Machine Learning Algorithm
Machine learning (ML) is a powerful branch of artificial intelligence (AI) that enables computers to learn from data and make predictions or decisions without being explicitly programmed.
This is the first article in the series. We will start with the most basic one. For beginners, the vast number of algorithms can be daunting. One of the simplest and most foundational algorithms in Machine Learning is Linear Regression.
In this guide, we’ll delve deep into Linear Regression, explaining it step by step with practical examples to make the concept crystal clear. Before diving into Linear Regression, it’s essential to understand what a machine learning algorithm is.
What is a Machine Learning Algorithm?
Simply put, a Machine Learning Algorithm is a set of mathematical instructions or rules that guide a computer to find patterns in data and make predictions based on those patterns. These algorithms can be classified into several categories, such as supervised learning, unsupervised learning, and reinforcement learning. Linear Regression falls under the supervised learning category, where the model learns from labelled data.
What is Supervised Learning?
Supervised learning is a method in machine learning where we teach a computer to make predictions by showing it examples with known answers. We use labelled data, which consists of input values paired with their correct outputs, to train the computer.
For instance, if we want to predict house prices, we might provide the computer with labelled data that includes features of different houses (like size and location) aund their actual sale prices. The computer learns to identify patterns from this data to make its own predictions. After training, the computer is tested with new examples to see how well it performs.
One common technique in supervised learning is linear regression, which helps us predict numerical values based on other variables.
Understanding Linear Regression
Linear Regression is one of the simplest and most widely used algorithms in machine learning. It’s primarily used for predictive modelling when the relationship between the input (independent variable) and output (dependent variable) is linear.
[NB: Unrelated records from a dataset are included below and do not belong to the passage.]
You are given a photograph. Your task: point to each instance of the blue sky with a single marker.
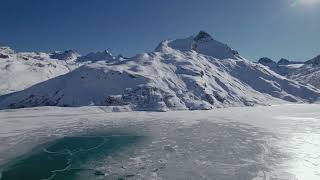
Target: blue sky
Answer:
(256, 28)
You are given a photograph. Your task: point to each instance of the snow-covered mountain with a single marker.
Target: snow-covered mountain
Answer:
(22, 70)
(305, 72)
(69, 55)
(193, 73)
(97, 56)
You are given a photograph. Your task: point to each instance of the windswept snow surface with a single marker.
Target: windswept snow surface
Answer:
(256, 143)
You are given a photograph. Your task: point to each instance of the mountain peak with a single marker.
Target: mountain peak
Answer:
(202, 35)
(315, 61)
(68, 55)
(97, 56)
(202, 43)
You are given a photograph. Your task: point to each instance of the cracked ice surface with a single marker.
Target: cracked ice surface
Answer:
(257, 143)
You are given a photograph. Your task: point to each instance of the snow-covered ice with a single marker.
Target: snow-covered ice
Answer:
(255, 143)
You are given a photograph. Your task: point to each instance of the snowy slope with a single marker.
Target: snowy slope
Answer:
(97, 56)
(258, 143)
(22, 70)
(307, 72)
(68, 56)
(171, 78)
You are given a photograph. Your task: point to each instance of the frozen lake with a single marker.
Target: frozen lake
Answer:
(255, 143)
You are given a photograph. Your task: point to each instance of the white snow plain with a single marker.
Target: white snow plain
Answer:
(255, 143)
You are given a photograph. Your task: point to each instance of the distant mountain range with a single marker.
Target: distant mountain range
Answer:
(193, 73)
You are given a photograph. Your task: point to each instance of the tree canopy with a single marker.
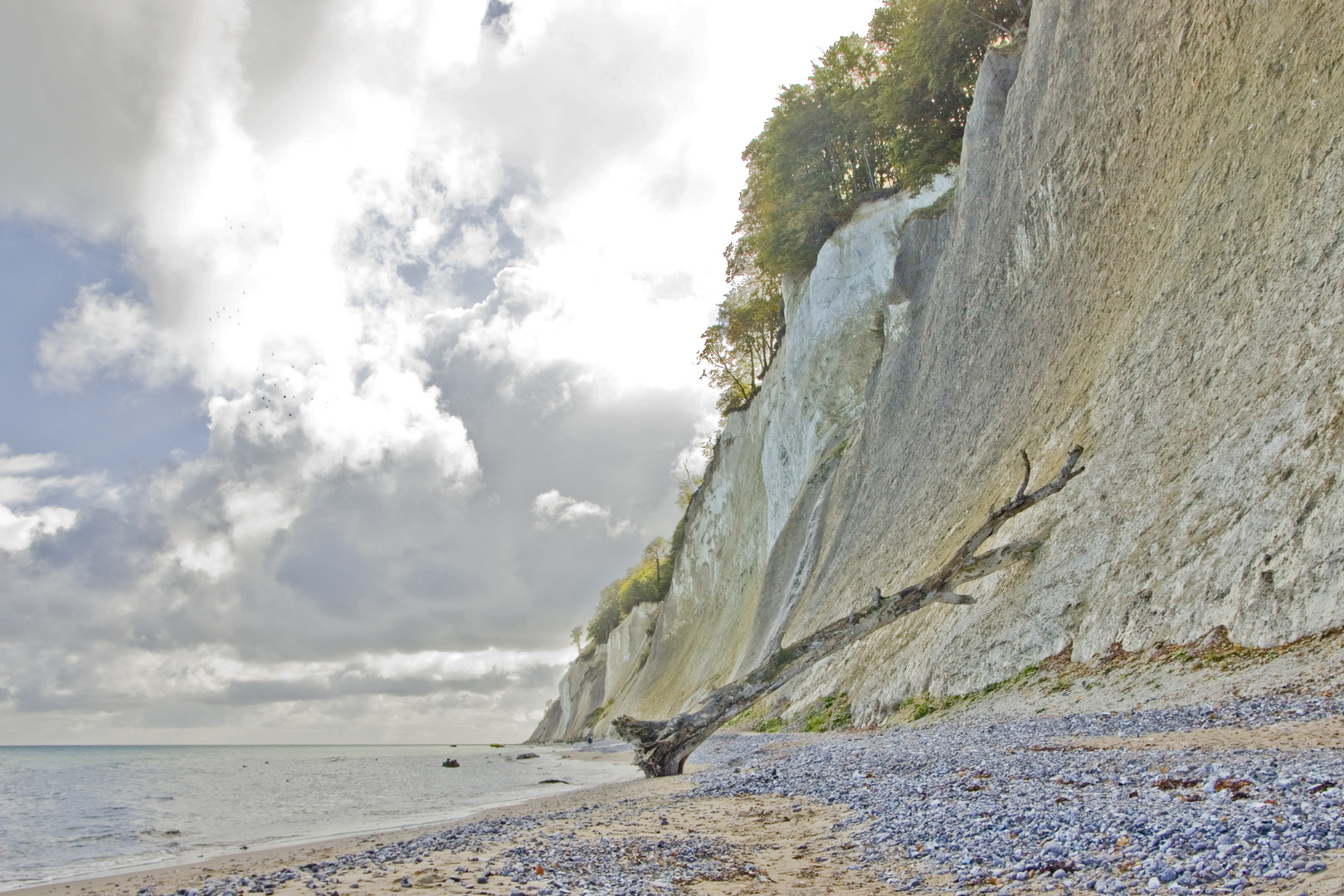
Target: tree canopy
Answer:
(882, 112)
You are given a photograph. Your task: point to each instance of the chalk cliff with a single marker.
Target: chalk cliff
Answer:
(1142, 256)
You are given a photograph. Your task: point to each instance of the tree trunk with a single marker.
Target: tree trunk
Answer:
(663, 746)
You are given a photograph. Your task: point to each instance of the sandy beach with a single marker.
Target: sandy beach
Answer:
(1010, 794)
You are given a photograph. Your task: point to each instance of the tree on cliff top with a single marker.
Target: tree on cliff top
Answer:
(880, 113)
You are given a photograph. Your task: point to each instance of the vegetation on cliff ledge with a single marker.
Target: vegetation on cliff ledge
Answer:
(880, 113)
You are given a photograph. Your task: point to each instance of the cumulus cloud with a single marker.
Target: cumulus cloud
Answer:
(555, 508)
(24, 481)
(431, 268)
(101, 334)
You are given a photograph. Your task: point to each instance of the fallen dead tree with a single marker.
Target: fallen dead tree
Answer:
(663, 746)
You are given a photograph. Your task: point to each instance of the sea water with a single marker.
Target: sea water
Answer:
(77, 811)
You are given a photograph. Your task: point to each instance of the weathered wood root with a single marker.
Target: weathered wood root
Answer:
(663, 746)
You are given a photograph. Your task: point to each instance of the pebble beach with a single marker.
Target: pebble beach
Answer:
(1233, 794)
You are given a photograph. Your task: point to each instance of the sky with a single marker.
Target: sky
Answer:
(347, 347)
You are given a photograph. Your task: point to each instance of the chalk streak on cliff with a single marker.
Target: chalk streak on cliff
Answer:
(1142, 257)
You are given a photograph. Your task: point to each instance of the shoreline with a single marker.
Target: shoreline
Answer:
(296, 846)
(275, 857)
(1237, 789)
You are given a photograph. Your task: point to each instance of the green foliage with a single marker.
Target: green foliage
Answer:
(828, 713)
(880, 112)
(757, 719)
(647, 582)
(921, 707)
(741, 344)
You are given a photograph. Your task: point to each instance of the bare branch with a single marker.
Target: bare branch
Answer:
(1025, 477)
(663, 746)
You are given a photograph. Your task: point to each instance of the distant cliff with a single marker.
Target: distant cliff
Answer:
(1142, 254)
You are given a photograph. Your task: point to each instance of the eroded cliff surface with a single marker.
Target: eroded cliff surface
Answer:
(1142, 257)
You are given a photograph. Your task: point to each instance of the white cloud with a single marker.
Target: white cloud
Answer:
(24, 481)
(104, 334)
(362, 229)
(555, 508)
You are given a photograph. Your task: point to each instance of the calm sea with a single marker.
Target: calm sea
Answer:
(74, 811)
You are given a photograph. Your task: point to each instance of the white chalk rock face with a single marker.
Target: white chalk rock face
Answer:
(1125, 265)
(628, 648)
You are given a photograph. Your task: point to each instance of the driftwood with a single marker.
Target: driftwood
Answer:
(663, 746)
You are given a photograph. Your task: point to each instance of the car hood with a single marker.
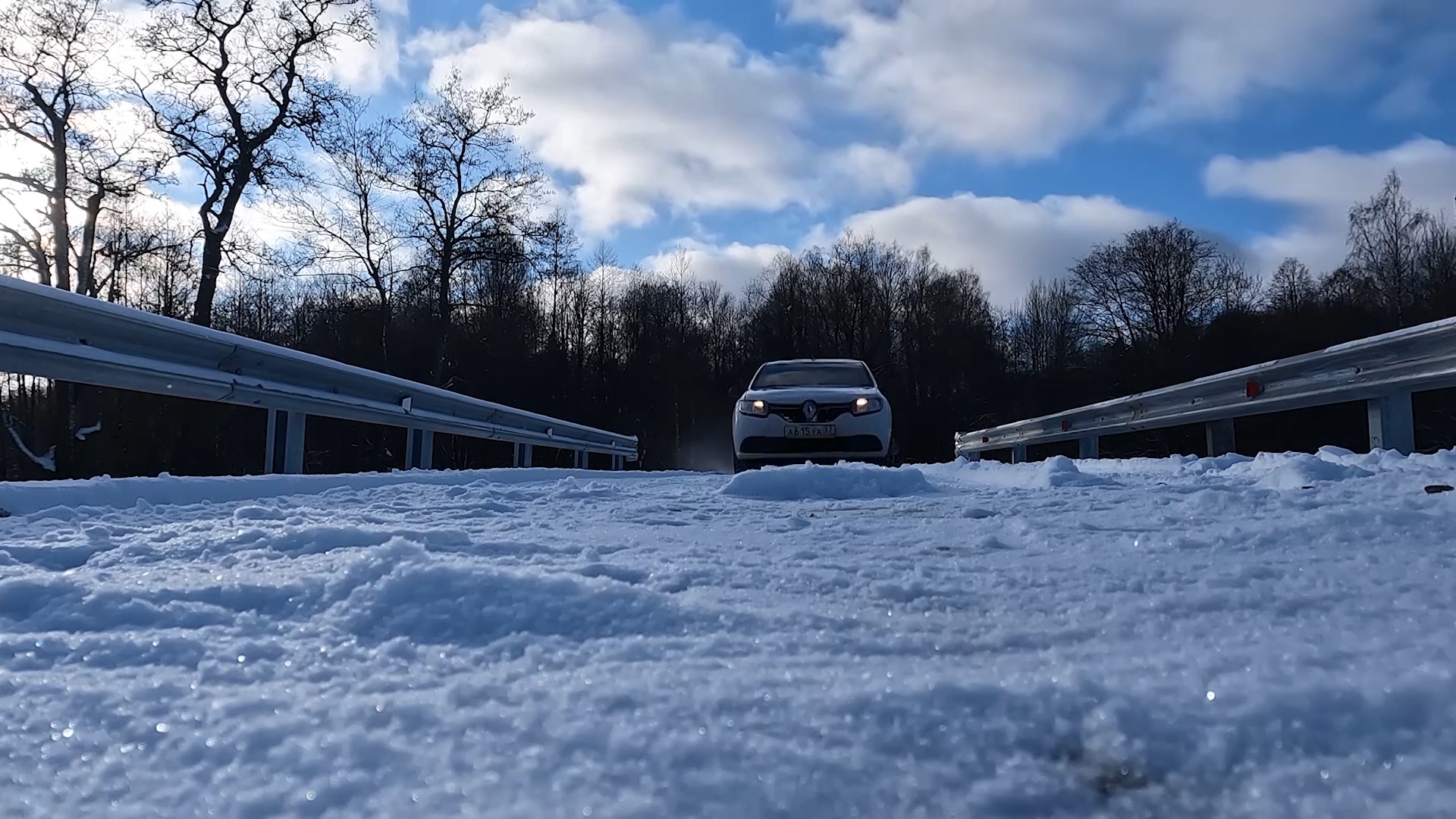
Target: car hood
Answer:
(819, 394)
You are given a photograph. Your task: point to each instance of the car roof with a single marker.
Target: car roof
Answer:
(816, 362)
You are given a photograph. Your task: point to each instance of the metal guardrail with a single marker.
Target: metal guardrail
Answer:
(1383, 371)
(55, 334)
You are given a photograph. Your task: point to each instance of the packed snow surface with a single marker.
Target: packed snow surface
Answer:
(1263, 637)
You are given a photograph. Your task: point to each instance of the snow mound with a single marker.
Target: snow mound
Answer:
(843, 482)
(1052, 474)
(1298, 471)
(1060, 471)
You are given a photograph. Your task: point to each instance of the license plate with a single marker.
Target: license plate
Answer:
(808, 431)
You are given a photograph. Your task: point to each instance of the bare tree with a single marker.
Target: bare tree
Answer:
(558, 265)
(1043, 328)
(1156, 286)
(468, 183)
(50, 52)
(239, 80)
(344, 212)
(1292, 287)
(1385, 245)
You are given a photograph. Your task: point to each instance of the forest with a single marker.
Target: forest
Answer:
(419, 245)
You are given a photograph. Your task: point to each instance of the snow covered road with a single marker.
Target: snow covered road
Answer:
(1187, 637)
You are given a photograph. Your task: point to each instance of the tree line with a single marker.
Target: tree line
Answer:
(417, 246)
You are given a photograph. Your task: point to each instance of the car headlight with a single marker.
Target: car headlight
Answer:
(759, 409)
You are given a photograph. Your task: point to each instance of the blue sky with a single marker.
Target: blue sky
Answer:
(1006, 134)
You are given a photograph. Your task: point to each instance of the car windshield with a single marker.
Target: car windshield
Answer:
(816, 373)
In other words, Linear Regression tries to fit a straight line (also known as a regression line) through the data points in such a way that the difference between the predicted values and the actual values is minimized.
For Example: you run a bicycle rental shop in a city and want to predict the number of bicycles that will be rented out each day based on weather conditions. You have a dataset with information on past rental days, including features like daily temperature, humidity, and the number of bicycles rented. This dataset is your labelled data, where the weather conditions are the inputs (independent variables), and the number of bicycles rented is the output (dependent variable).
Key Concepts:
- Dependent Variable (Y): The number of bicycles rented each day. This is the outcome you’re trying to predict.
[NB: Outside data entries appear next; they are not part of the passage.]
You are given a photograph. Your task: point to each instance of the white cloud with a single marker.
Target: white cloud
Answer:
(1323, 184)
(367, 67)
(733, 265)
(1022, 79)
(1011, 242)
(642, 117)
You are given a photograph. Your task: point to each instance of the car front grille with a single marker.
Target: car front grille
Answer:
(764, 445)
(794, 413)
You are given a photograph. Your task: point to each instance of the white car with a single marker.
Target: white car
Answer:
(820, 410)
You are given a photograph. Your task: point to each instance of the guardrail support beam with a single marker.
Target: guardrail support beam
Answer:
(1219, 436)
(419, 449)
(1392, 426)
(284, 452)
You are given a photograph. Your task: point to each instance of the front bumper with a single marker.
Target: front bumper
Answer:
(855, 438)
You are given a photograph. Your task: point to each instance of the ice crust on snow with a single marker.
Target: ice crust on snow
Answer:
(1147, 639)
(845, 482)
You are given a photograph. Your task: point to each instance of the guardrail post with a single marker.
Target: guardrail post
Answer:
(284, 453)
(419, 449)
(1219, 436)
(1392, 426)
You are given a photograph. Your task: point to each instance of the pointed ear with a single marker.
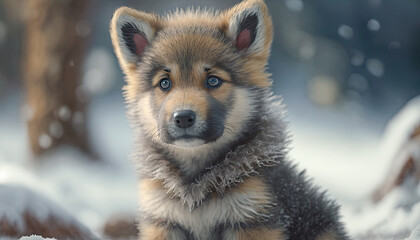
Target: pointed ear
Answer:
(131, 32)
(249, 26)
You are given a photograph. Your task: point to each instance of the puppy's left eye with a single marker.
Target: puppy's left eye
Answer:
(213, 82)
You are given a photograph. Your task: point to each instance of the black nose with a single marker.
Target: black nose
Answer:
(184, 118)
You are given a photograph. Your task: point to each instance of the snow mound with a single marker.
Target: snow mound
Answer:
(399, 129)
(415, 235)
(24, 212)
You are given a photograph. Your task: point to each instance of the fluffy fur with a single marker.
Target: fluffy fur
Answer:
(225, 176)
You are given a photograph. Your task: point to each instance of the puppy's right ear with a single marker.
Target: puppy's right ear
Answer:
(131, 32)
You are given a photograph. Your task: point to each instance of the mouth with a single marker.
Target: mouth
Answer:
(188, 141)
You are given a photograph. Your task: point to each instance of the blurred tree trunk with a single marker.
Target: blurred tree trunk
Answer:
(54, 44)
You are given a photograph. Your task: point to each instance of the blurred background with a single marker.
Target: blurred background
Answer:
(348, 71)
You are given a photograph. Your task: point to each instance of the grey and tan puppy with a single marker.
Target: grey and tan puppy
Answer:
(211, 141)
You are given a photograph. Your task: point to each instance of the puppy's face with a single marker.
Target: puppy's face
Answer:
(194, 78)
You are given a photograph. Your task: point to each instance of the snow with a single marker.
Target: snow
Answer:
(373, 25)
(35, 237)
(345, 31)
(294, 5)
(16, 200)
(375, 67)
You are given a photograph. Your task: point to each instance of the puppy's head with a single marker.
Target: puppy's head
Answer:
(194, 77)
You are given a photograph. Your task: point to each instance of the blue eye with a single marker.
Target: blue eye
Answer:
(165, 84)
(213, 82)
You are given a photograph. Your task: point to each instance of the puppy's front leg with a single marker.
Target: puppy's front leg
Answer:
(255, 234)
(156, 232)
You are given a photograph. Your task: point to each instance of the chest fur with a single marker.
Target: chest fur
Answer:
(247, 202)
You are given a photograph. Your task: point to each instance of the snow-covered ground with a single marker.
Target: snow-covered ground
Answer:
(350, 167)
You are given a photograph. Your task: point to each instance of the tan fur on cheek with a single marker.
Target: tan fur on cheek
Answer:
(259, 234)
(147, 119)
(223, 92)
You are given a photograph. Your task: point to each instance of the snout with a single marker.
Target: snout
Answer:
(184, 118)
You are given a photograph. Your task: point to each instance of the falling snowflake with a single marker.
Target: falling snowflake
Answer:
(294, 5)
(373, 25)
(345, 31)
(44, 141)
(375, 67)
(64, 113)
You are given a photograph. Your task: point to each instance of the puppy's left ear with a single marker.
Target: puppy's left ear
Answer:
(132, 32)
(249, 26)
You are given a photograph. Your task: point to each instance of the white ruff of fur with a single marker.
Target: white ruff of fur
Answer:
(266, 149)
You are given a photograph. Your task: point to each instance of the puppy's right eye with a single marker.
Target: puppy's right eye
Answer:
(165, 84)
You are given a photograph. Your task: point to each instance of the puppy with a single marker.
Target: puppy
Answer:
(211, 148)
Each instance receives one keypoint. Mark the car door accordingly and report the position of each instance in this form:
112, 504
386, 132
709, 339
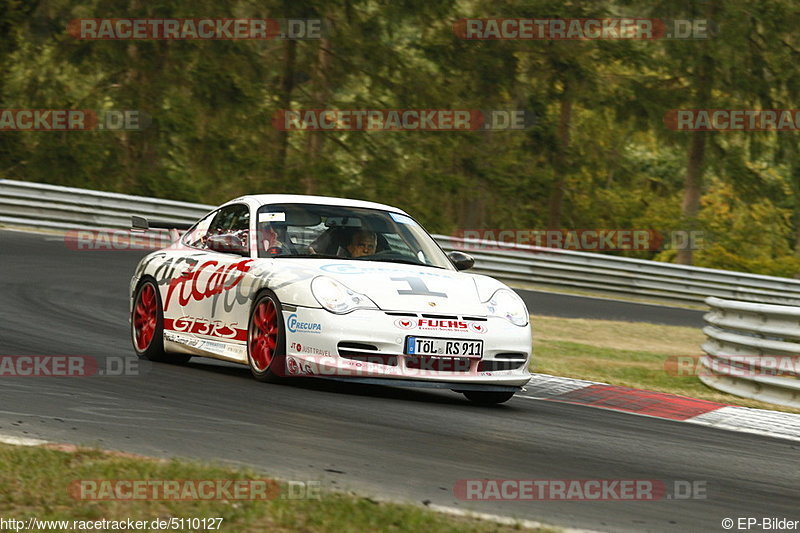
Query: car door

- Independent Variable (X): The weather conditions, such as daily temperature or humidity, which are used to make the prediction.
- Slope (m): The rate at which the number of bicycles rented changes with respect to changes in weather conditions. For example, if the temperature increases, the slope indicates how much the number of rentals is expected to increase.
- Intercept (b): The number of bicycles rented when the weather conditions are at their baseline level (e.g., zero degrees or 0% humidity). This is the starting point of the regression line when the independent variable is zero.
- Regression Line: The straight line that best fits the data points in a graph where the x-axis represents the weather conditions and the y-axis represents the number of bicycles rented. This line shows the predicted relationship between the weather conditions and the number of rentals.
The formula for a simple Linear Regression is:
Y = mX + b
Practical Step-by-Step Example: Linear Regression in Action
How Linear Regression can be applied in a real-world scenario: predicting bicycle rentals based on weather conditions.
Step 1: Collect Data
First, gather your data. In this example, we have a dataset that includes daily weather conditions (temperature) and the number of bicycles rented each day.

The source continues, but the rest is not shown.